3/15/05 -- A coalition of 13 states announced plans at a National Summit on High Schools to require more rigorous courses and higher graduation standards. The summit, held in Washington, D.C., Feb. 26-27, was sponsored by the National Governors Association (NGA) and Achieve Inc., an education reform organization formed by governors and top corporate executives.
Dominating the summit were reports that high schools are not adequately preparing students for college or the work force and that one-third of students do not graduate on time.
The coalition of 13 states pledged to make their core high school classes and tests more rigorous and to align their standards for graduation with the expectations of employers and institutions of higher education. The governors from these states also said they would strengthen accountability by publishing more data on dropout and graduation rates.
The participating states are Arkansas, Georgia, Indiana, Kentucky, Louisiana, Massachusetts, Michigan, New Jersey, Ohio, Oregon, Pennsylvania, Rhode Island, and Texas. Together, these states serve about 35 percent of the nation’s public school high school students, according to Achieve.

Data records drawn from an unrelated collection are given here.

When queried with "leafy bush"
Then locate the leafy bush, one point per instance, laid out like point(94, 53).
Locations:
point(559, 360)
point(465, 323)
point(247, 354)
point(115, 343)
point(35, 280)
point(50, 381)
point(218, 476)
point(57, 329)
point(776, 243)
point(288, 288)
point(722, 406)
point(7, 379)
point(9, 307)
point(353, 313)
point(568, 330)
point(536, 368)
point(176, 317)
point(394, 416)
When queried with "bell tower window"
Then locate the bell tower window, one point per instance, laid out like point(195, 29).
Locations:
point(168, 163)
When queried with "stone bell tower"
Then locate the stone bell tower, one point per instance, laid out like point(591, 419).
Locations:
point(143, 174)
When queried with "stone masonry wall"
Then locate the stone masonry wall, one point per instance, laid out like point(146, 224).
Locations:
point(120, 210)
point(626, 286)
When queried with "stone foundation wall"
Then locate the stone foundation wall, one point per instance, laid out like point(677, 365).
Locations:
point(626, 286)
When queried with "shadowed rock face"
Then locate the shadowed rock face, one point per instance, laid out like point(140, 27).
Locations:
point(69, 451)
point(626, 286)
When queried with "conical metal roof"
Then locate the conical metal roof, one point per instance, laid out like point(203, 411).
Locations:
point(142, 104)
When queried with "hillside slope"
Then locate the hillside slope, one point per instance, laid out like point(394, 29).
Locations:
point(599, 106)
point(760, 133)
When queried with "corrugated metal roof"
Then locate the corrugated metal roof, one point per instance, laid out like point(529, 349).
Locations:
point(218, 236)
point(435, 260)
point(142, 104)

The effort will be based on the American Diploma Project, an initiative launched by Achieve last year to ensure all high school students are prepared for college-level work.
The states will set their own standards and graduation requirements, but have agreed to broad policies, such as requiring students to take a test to determine their readiness for college or work.

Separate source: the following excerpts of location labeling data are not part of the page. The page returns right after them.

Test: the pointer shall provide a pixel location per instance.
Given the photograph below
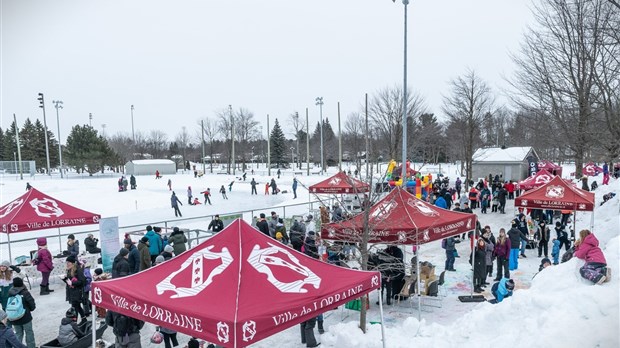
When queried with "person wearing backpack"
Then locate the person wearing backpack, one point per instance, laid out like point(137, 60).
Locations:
point(7, 336)
point(75, 282)
point(126, 329)
point(18, 311)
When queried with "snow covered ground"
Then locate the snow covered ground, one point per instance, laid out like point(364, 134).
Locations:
point(556, 309)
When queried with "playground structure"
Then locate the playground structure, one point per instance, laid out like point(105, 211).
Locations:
point(414, 181)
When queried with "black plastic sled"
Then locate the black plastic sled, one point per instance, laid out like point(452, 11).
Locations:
point(83, 342)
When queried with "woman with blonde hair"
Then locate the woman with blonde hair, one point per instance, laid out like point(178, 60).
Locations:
point(6, 281)
point(595, 269)
point(502, 253)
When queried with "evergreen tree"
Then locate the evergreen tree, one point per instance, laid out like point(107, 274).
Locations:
point(278, 145)
point(87, 151)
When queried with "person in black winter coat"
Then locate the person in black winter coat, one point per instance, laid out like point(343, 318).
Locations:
point(75, 281)
point(120, 266)
point(23, 325)
point(263, 225)
point(7, 336)
point(134, 256)
point(90, 243)
point(478, 260)
point(216, 224)
point(516, 236)
point(544, 235)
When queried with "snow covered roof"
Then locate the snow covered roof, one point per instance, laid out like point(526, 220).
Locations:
point(155, 161)
point(497, 154)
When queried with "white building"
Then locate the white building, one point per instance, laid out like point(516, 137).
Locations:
point(149, 167)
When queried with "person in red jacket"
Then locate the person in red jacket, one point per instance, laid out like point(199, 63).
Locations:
point(44, 264)
point(587, 249)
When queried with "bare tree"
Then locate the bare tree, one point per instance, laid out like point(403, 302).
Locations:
point(557, 68)
point(386, 115)
point(469, 101)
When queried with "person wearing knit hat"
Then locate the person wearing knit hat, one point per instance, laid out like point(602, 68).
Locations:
point(75, 282)
point(120, 266)
point(145, 254)
point(134, 256)
point(43, 261)
point(23, 325)
point(7, 333)
point(6, 277)
point(159, 259)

“For the first time, a group of states will reshape an institution that has far outlasted its usefulness,” says Ohio Gov. Bob Taft (R), co-chair of Achieve.
The governors’ support for more accountability and more testing doesn’t necessarily mean they support President Bush’s proposal to expand NCLB, however. The President wants to require two additional years of testing in high schools.
NGA Chair Mark Warner, the Democratic governor of Virginia, says while governors favor higher standards for high schools, they do not support the “rigidity” of NCLB with its “bureaucratic oversight from Washington.”
During the summit, the NGA and six foundations announced a $42 million initiative to support high school reform efforts carried out in the states. The Gates Foundation, Michael & Susan Dell Foundation, Carnegie Corporation of New York, Wallace Foundation, Prudential Foundation, and the State Farm Foundation pledged a total of $23 million for the initiative. The rest will come from state grant recipients.
The initiative calls for the NGA Center for Best Practices to manage and award competitive grants to states for the development and implementation of policy strategies to improve graduation and college-readiness rates.
In his keynote speech at the summit, Microsoft Chair Bill Gates called America’s high schools “obsolete.”
“By obsolete,” he says, “I mean that our high schools -- even when they’re working exactly as designed -- cannot teach our kids what they need to know today.”
Gates told the governors, “When I compare our high schools to what I see when I’m traveling abroad, I am terrified for our work force of tomorrow.”